Systems and computers fail periodically. Vital records, systems and work products may be irretrievably lost if they have only been stored on the failed computer or computer system. The resulting frustrations, lack of productivity and cost are few of the consequences. This policy is designed to prevent such occurrences by having alternative locations for these systems and data, so they can be restored.

Data backup is the process of copying, storing and restore and recovery of computer data. Simply stated data in whatever format it may be in.

The purpose data backup is as follows:

  • To provide secure storage for data assets critical to the work flow at (Organization).
  • To prevent loss of data in the case of accidental deletion, corruption of data, system failure, or disaster.
  • To permit timely restoration of archived data in the event of a disaster or system failure.


The purpose of this policy is to provide a consistent framework to apply to the backup process. The policy will provide specific information to ensure backups are available and useful when needed – whether to simply recover a specific file or when a larger-scale recovery effort is needed.


This policy applies to all data stored on (Organization) systems, on all computers, both laptops and desktops, and to all servers owned by (Organization) and any other electronic devices that may have storage capacity and consists of relevant data.


Identification of Critical Data

(Organization) must identify what data is most critical. This can be done through a formal data classification process or through an informal review of information assets. Regardless of the method, critical data should be identified so that it can be given the highest priority during the backup process.

Data to be Backed Up

  • All data determined to be critical to (Organization) operation and/or employee job function.
  • All information stored on the (Organization) file server(s). It is the user’s responsibility to ensure any data of importance is moved to the file server.
  • All information stored on network servers, which may include web servers, database servers, domain controllers, firewalls, and remote access servers, etc.

Backup Storage

When stored onsite, backup media must be stored in a fireproof container in an access-controlled area. 

Geographic separation from the backups (sufficient distance) must be maintained, to some degree, in order to protect from fire, flood, or other regional or large-scale catastrophes, to escape any damage from a disaster at the main site.

When moved offsite, backup media should be reasonably secured from theft or fire, and should be stored in a hardened facility that uses accepted methods of environmental controls, and access controlled secure, to ensure the integrity of the backup media.

 Online backups are allowable if the service meets the criteria specified herein.

Backup Frequency/Procedure

Backups shall be carried out at regular intervals.

Backup frequency is critical to successful data recovery. (Organization) has to determine a backup schedule for sufficient data recovery in the event of an incident, while avoiding an undue burden on the users, network, and backup administrator.

All staff are reminded that they are individually responsible for data held locally on their desktop or laptop computer and all critical data must be stored on the backup media used at (Organization)

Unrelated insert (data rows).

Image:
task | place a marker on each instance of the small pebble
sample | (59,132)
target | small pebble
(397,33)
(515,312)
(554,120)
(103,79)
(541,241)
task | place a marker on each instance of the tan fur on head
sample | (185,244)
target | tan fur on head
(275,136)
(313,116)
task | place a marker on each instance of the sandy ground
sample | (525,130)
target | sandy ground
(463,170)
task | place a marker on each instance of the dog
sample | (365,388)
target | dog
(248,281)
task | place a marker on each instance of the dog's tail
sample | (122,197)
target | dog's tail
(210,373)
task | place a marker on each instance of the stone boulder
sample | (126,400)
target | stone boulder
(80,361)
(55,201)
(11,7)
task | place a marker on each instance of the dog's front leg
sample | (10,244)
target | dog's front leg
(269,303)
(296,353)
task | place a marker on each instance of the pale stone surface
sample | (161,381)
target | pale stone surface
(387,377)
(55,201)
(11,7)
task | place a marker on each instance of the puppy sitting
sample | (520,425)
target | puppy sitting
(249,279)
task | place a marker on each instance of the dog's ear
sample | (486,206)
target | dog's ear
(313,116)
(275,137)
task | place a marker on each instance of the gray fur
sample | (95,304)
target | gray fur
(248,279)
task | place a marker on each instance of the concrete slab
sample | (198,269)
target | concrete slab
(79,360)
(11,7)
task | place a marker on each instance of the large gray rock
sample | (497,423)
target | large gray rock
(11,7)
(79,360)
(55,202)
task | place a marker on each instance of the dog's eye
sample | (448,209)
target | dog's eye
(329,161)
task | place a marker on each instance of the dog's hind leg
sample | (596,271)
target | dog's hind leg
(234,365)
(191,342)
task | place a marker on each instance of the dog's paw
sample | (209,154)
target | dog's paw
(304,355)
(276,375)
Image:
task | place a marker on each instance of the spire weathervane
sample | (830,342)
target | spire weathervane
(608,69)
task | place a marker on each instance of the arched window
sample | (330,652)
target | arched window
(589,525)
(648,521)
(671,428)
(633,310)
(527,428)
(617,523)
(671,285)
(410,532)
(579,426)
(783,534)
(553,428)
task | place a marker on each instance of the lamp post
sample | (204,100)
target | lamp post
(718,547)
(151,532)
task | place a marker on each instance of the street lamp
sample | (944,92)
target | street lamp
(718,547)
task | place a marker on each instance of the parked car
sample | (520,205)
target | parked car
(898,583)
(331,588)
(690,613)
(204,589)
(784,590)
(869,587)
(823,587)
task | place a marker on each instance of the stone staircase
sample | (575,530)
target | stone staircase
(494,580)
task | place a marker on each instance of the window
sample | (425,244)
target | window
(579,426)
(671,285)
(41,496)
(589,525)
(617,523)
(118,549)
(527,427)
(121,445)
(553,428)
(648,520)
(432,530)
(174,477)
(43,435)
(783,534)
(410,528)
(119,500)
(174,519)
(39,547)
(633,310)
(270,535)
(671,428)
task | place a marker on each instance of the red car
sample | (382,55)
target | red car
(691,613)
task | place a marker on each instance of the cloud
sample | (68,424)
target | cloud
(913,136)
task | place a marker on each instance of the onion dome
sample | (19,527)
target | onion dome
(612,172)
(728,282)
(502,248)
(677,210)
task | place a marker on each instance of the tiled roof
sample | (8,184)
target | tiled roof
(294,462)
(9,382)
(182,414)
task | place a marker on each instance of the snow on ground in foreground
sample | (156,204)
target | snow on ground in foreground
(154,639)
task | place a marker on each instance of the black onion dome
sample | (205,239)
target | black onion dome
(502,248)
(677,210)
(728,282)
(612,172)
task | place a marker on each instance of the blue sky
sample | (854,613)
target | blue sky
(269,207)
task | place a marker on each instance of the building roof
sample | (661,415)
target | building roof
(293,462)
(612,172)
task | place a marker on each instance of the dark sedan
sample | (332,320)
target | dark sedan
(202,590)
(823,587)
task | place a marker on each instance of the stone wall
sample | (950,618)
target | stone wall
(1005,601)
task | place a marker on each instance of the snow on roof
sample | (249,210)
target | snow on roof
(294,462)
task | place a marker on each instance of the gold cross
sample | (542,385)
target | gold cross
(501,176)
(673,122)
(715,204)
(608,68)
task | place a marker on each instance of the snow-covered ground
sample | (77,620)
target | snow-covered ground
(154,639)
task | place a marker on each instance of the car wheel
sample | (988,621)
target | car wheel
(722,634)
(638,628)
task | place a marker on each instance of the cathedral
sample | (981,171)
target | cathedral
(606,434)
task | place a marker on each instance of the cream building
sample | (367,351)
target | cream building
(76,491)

The necessary level of back-up information should be defined.

The data restoration procedures must be tested and documented. Documentation should include exactly who is responsible for the restore, how it is performed, under what circumstances it is to be performed, and how long it should take from request to restoration. It is extremely important that the procedures are clear and concise such that they are not misinterpreted by readers other than the backup administrator, and confusing during a time of crisis.

Backup Retention

(Organization) should determine the time required for backup retention, and what number of stored copies of backup-up data is sufficient to effectively mitigate risk while preserving required data.

Backup copies must be maintained in accordance with the Retention and Disposal Schedule for backup copies. The schedule will determine the status of the information, as to whether it can be disposed of, cycled back into production or remain in archive storage.

Stored copies

  1. Stored copies must be stored with a short description that includes the following information:

Backup date / Resource name / type of backup method (Full/Incremental).

  • A record of the physical and logical movements of all backup copies shall be maintained.

Physical and logical movement of backup copies shall refer to:

  • The initial backup copy and its transit to storage.
  • Any movement of backup copies from their storage location to another location.
  1. Stored copies must be made available upon authorized request:

The request for stored data must be approved by an authorized person nominated by a Director/Manager in the appropriate department. Requests for stored data must include:

  • Completion of a form that outlines the specifics of the request, including what copy is being requested, where and when the requester would like it delivered and why they are requesting the copy.
  • Acknowledgment that the backup copy will be returned or destroyed promptly upon completion of its use.
  • Submission of a return receipt as evidence that the backup copy has been returned.
  • Backup information should be given an appropriate level of physical and environmental protection consistent with the standards applied at the main site; the controls applied to media at the main site should be extended to cover the backup site.

Restoration Testing

Restoration procedures should be regularly checked and tested to ensure that they are effective and that they can be completed within the time allotted in the operational procedures for recovery, and report on its ability to recover data.

Backup media should be regularly tested to ensure that they can be relied upon for emergency use when necessary.

Backup restores must be tested when any change is made that may affect the backup system.

On a daily basis, log information generated from each backup job will be reviewed for the following purposes:

  • To check for and correct errors.
  • To monitor the duration of the backup job.
  • To optimize backup performance where possible.

Backup Media

Backup media in transit and store shall be protected from unauthorized access, misuse or corruption, including sufficient protection to avoid any physical damage arising during transit and store. All personnel responsible for data backup processing shall have:

  • Relevant identification
  • Relevant authorization.

Where special controls are required, i.e. to protect sensitive or critical information, the following should be considered:

  • Use of a secured container(s).
  • Hand delivery.
  • In extreme cases, the delivery split and dispatched by separate routes.

All backup media shall be appropriately disposed of. Media will be retired and disposed of as described below:

  • Prior to retirement and disposal, the media must be prepared.
  • The media should no longer contains active backup images.
  • The media’s current or former contents shouldn’t be read or recovered by an unauthorized party.
  • Physical destruction of all backup media should be prior to disposal.

Certain types of backup media have a limited functional lifespan. After a certain time in service the media can no longer be considered dependable. When backup media is put into service the date must be recorded on the media. The media must then be retired from service after its time in use exceeds manufacturer specifications.